Depois de nove anos separados de fato, o homem falece e a mulher busca na Justiça sua parte na herança, abrindo uma briga judicial com os cinco irmãos do ex-companheiro.

Foi essa situação que levou o Superior Tribunal de Justiça (STJ) a interpretar, pela primeira vez, de quem seria o ônus da prova previsto no artigo 1.830 do Código Civil, que cria uma exceção ao direito sucessório do companheiro.

Pelo dispositivo, o cônjuge sobrevivente terá parte da herança desde que o casal não esteja separado judicialmente ou de fato há mais de dois anos. De acordo com o mesmo artigo, essa regra só é quebrada quando é provado que a culpa pelo fim do casamento não foi do sobrevivente. “É a exceção da exceção”, resumiu a ministra Isabel Gallotti, relatora do caso (REsp 1513252/SP).

Ônus da prova

Depois de anos de briga na Justiça de São Paulo, o STJ foi chamado a responder de quem é a responsabilidade de fazer a prova sobre a culpa pela separação – da ex-esposa ou dos irmãos do falecido, que tentavam excluí-la da herança?

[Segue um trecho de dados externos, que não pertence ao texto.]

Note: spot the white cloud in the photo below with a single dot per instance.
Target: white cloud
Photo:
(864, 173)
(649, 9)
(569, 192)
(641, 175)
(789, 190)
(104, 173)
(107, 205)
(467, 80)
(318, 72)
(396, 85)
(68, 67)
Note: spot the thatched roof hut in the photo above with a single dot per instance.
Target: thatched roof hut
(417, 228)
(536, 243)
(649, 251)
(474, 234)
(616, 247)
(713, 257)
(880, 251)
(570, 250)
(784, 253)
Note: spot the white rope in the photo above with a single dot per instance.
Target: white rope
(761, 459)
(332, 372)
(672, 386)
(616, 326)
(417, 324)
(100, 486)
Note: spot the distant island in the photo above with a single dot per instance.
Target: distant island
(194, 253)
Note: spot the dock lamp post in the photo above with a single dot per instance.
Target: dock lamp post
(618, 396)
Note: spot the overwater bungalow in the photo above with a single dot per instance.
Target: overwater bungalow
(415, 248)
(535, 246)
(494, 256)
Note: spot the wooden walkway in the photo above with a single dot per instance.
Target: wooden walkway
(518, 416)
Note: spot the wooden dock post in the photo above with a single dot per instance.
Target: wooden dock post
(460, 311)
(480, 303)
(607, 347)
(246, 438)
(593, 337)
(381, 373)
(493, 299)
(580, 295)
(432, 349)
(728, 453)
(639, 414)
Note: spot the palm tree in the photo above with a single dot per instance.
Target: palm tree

Em decisão inédita, a 4ª Turma da Corte definiu que é do cônjuge sobrevivente – e não de terceiros interessados – a responsabilidade de demonstrar que o casamento não teve fim por sua culpa. O entendimento foi unânime.

Gallotti defendeu que o dispositivo tem uma sequência lógica. Segundo a ministra, os herdeiros devem provar que a separação ocorreu há mais de dois anos. Isto comprovado, cabe ao cônjuge demonstrar que não foi sua a responsabilidade pelo fim do casamento.

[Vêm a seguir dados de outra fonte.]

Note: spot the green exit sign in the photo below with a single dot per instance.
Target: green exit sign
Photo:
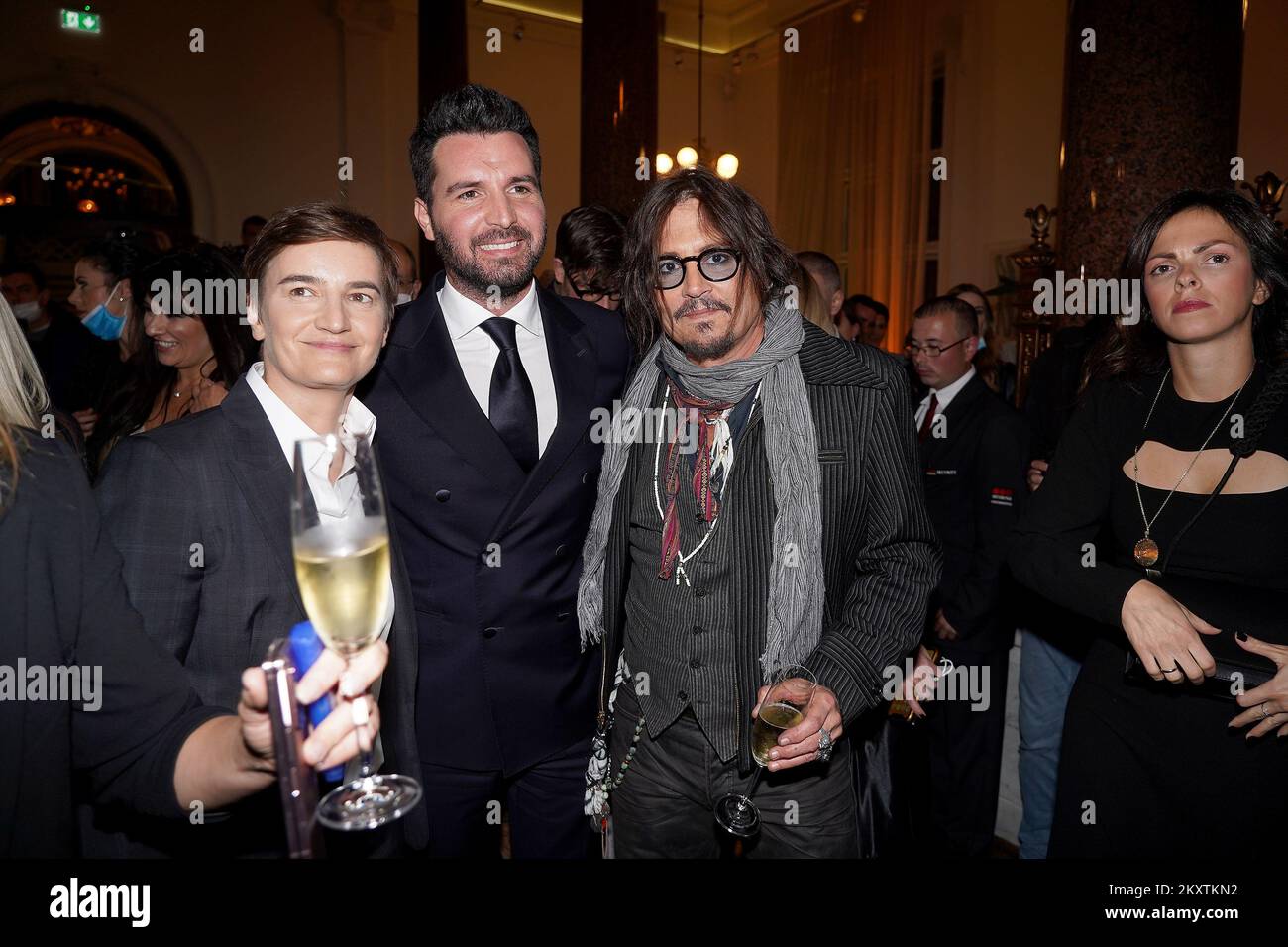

“Cabia à ré provar que não teve culpa amparada na regra excepcional”, afirmou a ministra.

Seguindo o voto da relatora, o ministro Luís Felipe Salomão pontuou que “seria impossível” exigir dos herdeiros – que desconheciam a vida em comum do casal – que apontassem o evento que ensejou o fim do casamento. “O ônus deve recair sobre cônjuge sobrevivente se desejar participar da herança”, disse o ministro.

No caso concreto, as provas colhidas foram inconclusivas. Algumas testemunhas atribuíram o fim do casamento à homossexualidade do marido. Outras afirmaram que a esposa sabia da orientação sexual do cônjuge desde o princípio. Alguns depoimentos apontaram que o casal nunca morou na mesma casa, informação que foi desmentida por outros.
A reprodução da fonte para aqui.